Just then, an attractive white-haired woman wheels herself into Dad’s room. “How’s it going?” she asks. “It’s going,” Dad replies. “What are you up to?” she wants to know. He says, “Anything and everything.” These are the types of exchanges that pass for conversation in the nursing home. I decide that now is as good a time as any to head out for the day. “Be back tomorrow,” I tell him. I take the zucchini loaf under my arm—maybe tomorrow I think. I have all sorts of hope for tomorrow.

When I wake the next day, my final day in Charleston, I am met with aches and chills. I am sick. It’s the kind of all-consuming sickness that makes you nostalgic for past physical activities. As I lie in bed, I think, “Remember when I used to be able to climb stairs? And walk from the den to the kitchen? Yeah, that was nice.”

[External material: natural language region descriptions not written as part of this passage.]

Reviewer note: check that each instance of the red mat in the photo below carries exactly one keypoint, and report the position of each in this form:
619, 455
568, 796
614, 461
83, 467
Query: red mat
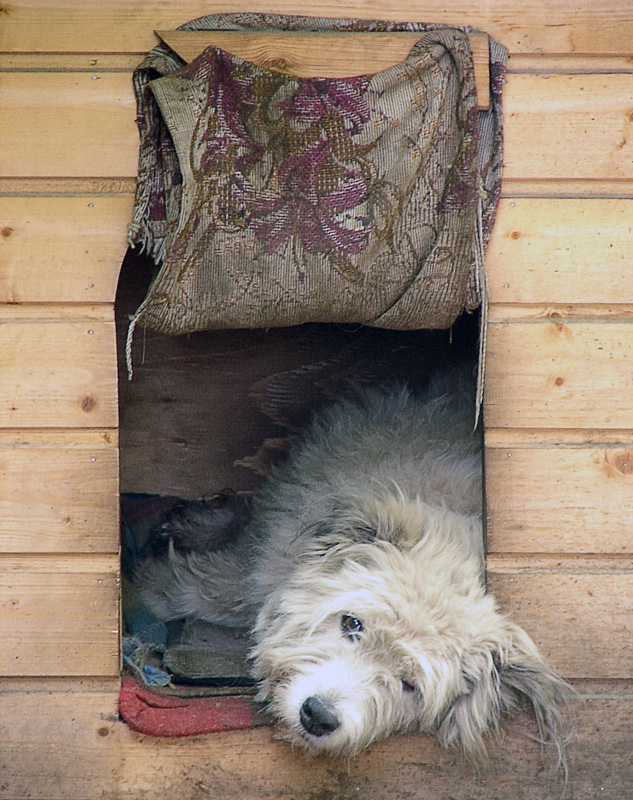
158, 715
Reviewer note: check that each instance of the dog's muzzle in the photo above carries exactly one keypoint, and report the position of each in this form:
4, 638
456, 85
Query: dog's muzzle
317, 717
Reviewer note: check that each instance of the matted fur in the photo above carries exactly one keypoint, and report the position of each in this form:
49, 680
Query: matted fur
361, 575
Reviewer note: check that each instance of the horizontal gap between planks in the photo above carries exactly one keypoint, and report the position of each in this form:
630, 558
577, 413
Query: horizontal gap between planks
51, 187
56, 312
547, 63
55, 438
554, 188
567, 63
578, 188
70, 62
602, 313
560, 563
587, 688
534, 438
55, 563
63, 685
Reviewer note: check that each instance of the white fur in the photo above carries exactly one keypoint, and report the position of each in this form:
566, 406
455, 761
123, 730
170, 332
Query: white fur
376, 516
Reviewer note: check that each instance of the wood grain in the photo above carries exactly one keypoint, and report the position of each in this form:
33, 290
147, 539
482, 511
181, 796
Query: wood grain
41, 727
334, 55
59, 623
558, 128
568, 126
559, 499
128, 25
56, 371
59, 492
556, 251
68, 124
582, 622
558, 374
62, 249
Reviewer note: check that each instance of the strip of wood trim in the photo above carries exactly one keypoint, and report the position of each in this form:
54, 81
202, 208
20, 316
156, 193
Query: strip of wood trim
572, 188
56, 312
56, 563
578, 63
556, 437
611, 563
569, 312
35, 187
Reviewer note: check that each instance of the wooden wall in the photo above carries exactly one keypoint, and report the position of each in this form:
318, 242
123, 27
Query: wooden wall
559, 456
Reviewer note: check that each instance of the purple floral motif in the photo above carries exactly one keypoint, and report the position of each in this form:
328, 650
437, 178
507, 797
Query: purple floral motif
302, 209
317, 97
228, 99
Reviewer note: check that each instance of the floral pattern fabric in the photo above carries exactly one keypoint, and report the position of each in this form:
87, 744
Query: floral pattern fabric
273, 200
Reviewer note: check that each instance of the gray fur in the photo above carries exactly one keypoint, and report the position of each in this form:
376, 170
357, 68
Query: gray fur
375, 516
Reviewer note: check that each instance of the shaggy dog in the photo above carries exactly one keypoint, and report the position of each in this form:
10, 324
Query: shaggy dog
361, 576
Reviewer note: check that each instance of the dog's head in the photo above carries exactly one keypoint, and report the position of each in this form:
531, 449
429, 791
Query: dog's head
372, 637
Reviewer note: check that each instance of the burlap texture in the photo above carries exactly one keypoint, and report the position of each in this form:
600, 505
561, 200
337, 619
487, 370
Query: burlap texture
270, 200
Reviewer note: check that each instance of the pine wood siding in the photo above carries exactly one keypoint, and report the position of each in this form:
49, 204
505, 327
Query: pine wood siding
558, 410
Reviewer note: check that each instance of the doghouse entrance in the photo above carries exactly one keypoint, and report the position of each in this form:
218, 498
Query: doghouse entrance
209, 412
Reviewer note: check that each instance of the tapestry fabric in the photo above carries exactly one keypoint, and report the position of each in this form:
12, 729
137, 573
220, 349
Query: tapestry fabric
269, 200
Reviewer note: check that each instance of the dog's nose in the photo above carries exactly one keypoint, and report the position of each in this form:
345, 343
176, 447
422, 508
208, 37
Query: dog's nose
317, 716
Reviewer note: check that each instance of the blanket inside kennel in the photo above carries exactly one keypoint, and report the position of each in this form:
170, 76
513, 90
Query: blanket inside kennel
185, 678
269, 200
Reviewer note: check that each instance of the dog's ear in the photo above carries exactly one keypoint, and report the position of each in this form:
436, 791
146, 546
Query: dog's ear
499, 678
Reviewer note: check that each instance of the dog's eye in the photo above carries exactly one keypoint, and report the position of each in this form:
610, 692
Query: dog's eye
351, 626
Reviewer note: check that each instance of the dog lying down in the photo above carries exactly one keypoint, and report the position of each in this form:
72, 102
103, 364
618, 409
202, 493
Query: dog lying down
361, 576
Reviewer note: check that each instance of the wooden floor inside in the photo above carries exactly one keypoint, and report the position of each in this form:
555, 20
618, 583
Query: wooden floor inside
79, 749
558, 412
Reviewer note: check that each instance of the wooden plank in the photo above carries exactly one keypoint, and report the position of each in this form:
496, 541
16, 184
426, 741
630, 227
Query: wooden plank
59, 623
56, 372
59, 492
582, 623
336, 55
559, 500
62, 249
512, 312
561, 127
561, 251
76, 124
567, 188
538, 437
69, 746
568, 126
557, 374
127, 25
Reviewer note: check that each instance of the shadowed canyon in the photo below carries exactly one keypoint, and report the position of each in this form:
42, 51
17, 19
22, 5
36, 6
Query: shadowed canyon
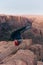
28, 30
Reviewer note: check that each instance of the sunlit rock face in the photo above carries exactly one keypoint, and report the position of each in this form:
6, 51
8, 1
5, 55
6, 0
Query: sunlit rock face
10, 23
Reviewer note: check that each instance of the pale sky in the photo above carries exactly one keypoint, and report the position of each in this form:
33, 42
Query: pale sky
21, 7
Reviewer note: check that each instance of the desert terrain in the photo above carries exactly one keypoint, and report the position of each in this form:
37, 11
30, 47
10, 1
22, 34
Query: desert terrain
28, 30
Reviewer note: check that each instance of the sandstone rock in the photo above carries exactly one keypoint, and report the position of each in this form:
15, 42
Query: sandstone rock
38, 50
8, 47
39, 63
15, 62
25, 55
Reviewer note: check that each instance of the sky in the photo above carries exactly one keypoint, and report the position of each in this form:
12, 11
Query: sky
21, 7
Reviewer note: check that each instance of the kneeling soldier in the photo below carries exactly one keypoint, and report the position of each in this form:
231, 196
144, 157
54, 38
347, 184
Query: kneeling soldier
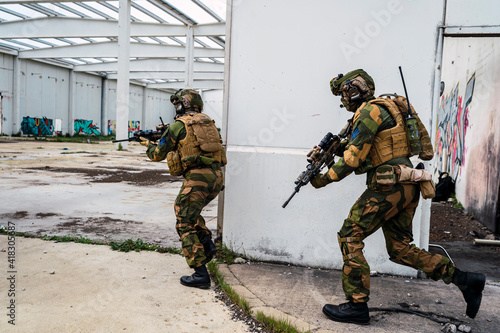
193, 149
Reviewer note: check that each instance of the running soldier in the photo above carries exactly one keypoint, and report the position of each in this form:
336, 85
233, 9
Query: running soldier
379, 146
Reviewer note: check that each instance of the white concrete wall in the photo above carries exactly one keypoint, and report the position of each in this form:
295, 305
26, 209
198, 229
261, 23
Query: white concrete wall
282, 57
87, 94
44, 91
212, 105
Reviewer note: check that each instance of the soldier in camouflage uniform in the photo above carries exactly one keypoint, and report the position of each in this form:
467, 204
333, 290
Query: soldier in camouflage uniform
378, 146
193, 149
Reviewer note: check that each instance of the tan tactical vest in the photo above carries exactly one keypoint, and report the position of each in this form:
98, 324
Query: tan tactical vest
202, 139
393, 142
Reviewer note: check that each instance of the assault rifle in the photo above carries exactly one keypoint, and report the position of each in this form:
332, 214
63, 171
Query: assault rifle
321, 156
151, 135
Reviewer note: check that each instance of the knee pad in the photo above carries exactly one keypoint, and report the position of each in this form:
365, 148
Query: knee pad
344, 247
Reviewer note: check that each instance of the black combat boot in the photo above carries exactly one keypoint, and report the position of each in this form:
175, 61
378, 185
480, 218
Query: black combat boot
471, 285
209, 247
200, 278
356, 313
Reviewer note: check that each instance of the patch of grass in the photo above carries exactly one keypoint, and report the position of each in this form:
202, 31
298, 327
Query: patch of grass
218, 278
126, 246
65, 239
139, 245
276, 325
225, 254
456, 204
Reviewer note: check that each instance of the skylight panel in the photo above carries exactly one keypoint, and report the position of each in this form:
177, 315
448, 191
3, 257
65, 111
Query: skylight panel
32, 43
74, 61
209, 42
193, 11
56, 41
78, 40
182, 39
7, 16
104, 9
91, 60
60, 10
14, 45
157, 11
167, 40
141, 16
82, 10
149, 40
24, 10
217, 6
100, 39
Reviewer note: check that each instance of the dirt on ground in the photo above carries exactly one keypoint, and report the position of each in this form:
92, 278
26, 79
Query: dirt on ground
119, 174
450, 224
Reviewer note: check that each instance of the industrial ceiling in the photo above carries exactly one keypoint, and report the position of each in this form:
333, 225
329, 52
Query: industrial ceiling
173, 44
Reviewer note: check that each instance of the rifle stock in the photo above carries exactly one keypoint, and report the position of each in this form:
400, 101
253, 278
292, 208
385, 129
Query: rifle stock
329, 146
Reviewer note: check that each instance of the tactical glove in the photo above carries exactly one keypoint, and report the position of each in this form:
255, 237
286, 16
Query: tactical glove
314, 155
145, 142
162, 127
319, 181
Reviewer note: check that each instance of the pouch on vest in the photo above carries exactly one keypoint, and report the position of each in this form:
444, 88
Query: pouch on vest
223, 157
428, 189
385, 175
420, 176
174, 163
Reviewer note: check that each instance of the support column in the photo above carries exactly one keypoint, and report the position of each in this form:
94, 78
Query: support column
71, 103
123, 77
145, 113
189, 60
16, 98
104, 106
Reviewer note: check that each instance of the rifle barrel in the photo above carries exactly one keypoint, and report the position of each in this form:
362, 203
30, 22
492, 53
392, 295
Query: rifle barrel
122, 140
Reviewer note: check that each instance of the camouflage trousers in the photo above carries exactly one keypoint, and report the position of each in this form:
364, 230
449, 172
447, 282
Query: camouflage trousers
391, 208
199, 188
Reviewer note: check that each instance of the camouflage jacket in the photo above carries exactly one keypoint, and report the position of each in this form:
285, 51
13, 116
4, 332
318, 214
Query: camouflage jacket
168, 142
367, 122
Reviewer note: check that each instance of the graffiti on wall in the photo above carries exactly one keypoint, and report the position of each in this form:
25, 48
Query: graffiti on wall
83, 126
452, 124
37, 126
133, 125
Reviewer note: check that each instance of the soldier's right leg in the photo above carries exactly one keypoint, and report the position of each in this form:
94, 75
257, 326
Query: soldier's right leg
398, 241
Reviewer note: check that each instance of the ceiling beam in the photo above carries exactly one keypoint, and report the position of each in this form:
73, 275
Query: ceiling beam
74, 27
197, 84
5, 2
170, 76
110, 50
151, 65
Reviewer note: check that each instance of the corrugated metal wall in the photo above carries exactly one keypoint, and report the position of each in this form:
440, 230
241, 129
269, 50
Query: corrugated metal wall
84, 103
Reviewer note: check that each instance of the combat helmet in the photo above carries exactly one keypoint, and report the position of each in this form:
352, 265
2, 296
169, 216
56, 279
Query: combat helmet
187, 100
353, 87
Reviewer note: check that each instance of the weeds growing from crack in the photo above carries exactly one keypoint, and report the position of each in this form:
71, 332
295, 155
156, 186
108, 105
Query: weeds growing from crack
276, 325
125, 246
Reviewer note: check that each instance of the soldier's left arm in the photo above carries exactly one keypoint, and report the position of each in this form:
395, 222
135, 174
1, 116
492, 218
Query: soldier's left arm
365, 126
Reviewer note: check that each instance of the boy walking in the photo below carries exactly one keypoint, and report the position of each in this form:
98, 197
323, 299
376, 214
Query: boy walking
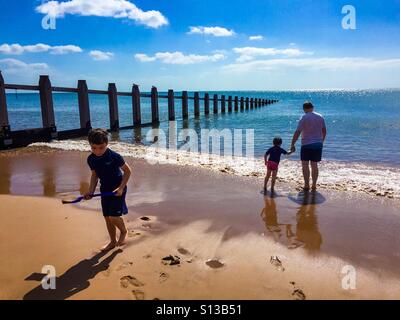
106, 166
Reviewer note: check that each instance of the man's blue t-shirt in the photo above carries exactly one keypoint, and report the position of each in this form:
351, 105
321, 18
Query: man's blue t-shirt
275, 154
107, 168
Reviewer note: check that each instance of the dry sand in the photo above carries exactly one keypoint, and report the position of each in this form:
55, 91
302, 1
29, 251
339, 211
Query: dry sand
198, 216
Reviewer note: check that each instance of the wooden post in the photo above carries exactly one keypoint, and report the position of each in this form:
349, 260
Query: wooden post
236, 103
223, 104
229, 103
113, 107
196, 104
171, 105
185, 113
206, 104
215, 103
4, 122
136, 112
46, 104
154, 106
83, 102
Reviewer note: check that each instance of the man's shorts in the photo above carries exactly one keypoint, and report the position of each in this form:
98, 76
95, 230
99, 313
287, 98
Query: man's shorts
311, 152
114, 206
271, 165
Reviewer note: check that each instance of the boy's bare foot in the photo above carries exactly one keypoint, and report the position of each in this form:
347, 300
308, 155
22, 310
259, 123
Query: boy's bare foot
108, 247
121, 240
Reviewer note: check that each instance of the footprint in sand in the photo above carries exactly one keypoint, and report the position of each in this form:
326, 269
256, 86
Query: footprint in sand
214, 264
163, 277
124, 265
183, 251
130, 280
297, 293
139, 294
171, 260
277, 263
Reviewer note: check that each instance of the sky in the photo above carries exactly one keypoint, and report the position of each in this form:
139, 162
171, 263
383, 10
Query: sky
203, 44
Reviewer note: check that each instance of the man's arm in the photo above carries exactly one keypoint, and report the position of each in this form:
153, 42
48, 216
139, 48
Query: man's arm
296, 136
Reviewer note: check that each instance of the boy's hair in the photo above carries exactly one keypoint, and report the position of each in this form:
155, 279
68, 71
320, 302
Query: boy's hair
308, 105
98, 136
277, 141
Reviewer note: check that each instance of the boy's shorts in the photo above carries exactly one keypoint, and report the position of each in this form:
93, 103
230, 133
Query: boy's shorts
311, 152
114, 206
271, 165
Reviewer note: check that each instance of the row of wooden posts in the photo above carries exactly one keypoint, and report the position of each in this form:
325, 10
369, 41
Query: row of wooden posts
10, 138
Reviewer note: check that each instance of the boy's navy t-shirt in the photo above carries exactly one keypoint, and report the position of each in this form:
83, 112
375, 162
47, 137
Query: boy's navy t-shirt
275, 153
107, 168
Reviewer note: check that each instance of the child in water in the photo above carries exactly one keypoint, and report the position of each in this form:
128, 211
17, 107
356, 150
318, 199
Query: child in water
272, 158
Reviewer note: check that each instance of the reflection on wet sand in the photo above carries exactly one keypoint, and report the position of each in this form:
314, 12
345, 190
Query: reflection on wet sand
307, 234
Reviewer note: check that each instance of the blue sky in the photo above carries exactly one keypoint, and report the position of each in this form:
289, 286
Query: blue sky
202, 44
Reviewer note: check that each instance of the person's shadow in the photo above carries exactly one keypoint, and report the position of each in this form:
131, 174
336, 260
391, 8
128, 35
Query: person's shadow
307, 230
307, 233
74, 280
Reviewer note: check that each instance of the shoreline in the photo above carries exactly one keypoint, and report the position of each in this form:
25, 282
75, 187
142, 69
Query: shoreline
197, 214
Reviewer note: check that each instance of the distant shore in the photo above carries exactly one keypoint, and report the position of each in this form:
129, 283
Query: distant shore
198, 215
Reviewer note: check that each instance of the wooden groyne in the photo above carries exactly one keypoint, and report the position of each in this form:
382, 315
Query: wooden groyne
16, 138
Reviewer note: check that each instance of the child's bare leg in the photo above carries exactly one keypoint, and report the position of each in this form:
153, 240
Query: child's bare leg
266, 179
306, 174
119, 223
112, 233
273, 179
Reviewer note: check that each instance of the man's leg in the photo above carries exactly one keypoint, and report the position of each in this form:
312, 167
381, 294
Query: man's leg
112, 233
119, 223
314, 173
266, 179
273, 179
306, 174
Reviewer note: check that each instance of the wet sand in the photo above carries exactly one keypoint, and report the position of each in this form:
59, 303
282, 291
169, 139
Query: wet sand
197, 215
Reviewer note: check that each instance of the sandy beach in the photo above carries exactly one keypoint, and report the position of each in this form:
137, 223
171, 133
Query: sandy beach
224, 233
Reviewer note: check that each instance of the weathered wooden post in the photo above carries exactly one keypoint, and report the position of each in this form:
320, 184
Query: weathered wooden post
215, 103
4, 122
229, 103
46, 105
83, 103
185, 113
171, 105
206, 104
137, 116
223, 104
154, 106
113, 106
196, 104
236, 103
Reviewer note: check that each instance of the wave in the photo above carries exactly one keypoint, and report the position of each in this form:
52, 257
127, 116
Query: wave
377, 180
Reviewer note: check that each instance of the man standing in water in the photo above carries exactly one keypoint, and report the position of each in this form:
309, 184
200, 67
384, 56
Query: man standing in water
313, 132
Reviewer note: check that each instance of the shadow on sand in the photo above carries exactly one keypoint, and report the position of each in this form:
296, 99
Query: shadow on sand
74, 280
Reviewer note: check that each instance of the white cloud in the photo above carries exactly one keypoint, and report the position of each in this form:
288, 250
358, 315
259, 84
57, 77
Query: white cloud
13, 66
16, 49
249, 53
104, 8
178, 57
256, 38
214, 31
348, 63
101, 55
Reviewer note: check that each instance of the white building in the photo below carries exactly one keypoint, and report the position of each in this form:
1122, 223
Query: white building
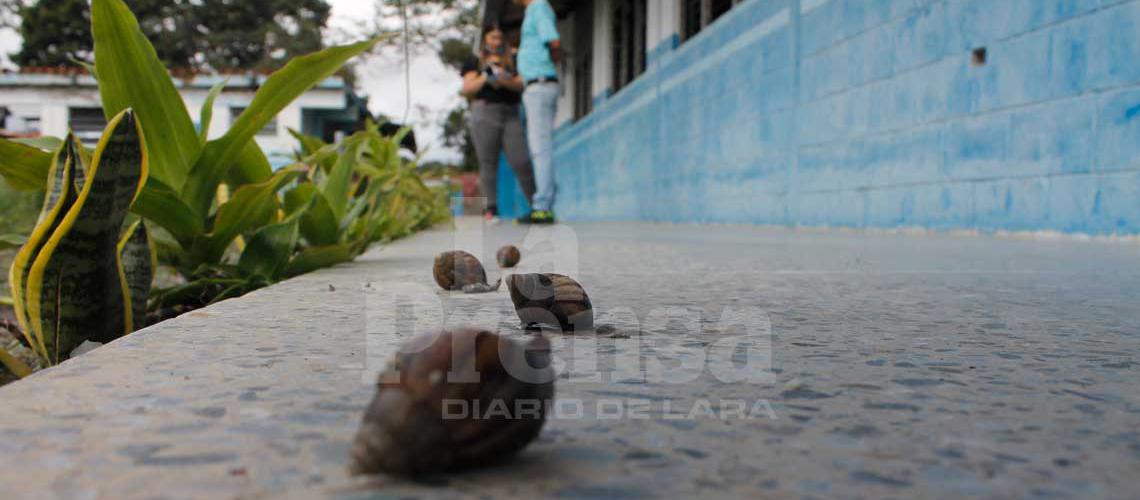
46, 101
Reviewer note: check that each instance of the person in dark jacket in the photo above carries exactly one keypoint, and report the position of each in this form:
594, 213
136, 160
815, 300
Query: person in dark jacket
495, 89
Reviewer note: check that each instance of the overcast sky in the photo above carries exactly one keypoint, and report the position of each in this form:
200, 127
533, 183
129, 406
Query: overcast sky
434, 88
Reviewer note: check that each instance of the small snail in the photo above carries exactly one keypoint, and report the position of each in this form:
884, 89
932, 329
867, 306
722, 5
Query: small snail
463, 399
455, 270
552, 300
509, 256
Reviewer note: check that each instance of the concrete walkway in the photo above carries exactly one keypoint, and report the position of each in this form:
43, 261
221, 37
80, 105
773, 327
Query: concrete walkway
877, 367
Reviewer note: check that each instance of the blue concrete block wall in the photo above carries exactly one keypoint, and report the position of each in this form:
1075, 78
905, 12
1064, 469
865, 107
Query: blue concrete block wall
870, 113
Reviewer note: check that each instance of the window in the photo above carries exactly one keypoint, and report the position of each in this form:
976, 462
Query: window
628, 41
87, 123
698, 14
270, 128
583, 60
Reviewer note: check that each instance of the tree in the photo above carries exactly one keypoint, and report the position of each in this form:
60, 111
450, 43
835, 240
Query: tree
430, 22
194, 34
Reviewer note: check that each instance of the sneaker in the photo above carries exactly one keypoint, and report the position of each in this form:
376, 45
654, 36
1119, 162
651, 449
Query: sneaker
538, 216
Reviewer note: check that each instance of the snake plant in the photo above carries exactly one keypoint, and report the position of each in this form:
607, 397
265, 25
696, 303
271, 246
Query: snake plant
68, 281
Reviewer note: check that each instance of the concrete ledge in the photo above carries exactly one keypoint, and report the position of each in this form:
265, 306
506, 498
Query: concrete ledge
902, 367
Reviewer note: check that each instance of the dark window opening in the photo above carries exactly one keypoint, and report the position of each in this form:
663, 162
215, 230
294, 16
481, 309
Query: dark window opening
270, 128
629, 32
979, 57
583, 59
697, 15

It becomes clear that I won’t be able to see Dad again on this trip. I feel like things are unfinished; it’s easy to feel this way with a full loaf of bread sitting on my nightstand. I call the nursing home and they tell me that Dad is busy eating lunch with his teeth. I am bolstered.

Early the next morning, I weakly pack my bag and feel sorry that I won’t see my father again for six months. Then I realize that I left him in the best possible way—with a kiss on the cheek and a pretty woman in his room. I toss the zucchini bread in the trash and head home.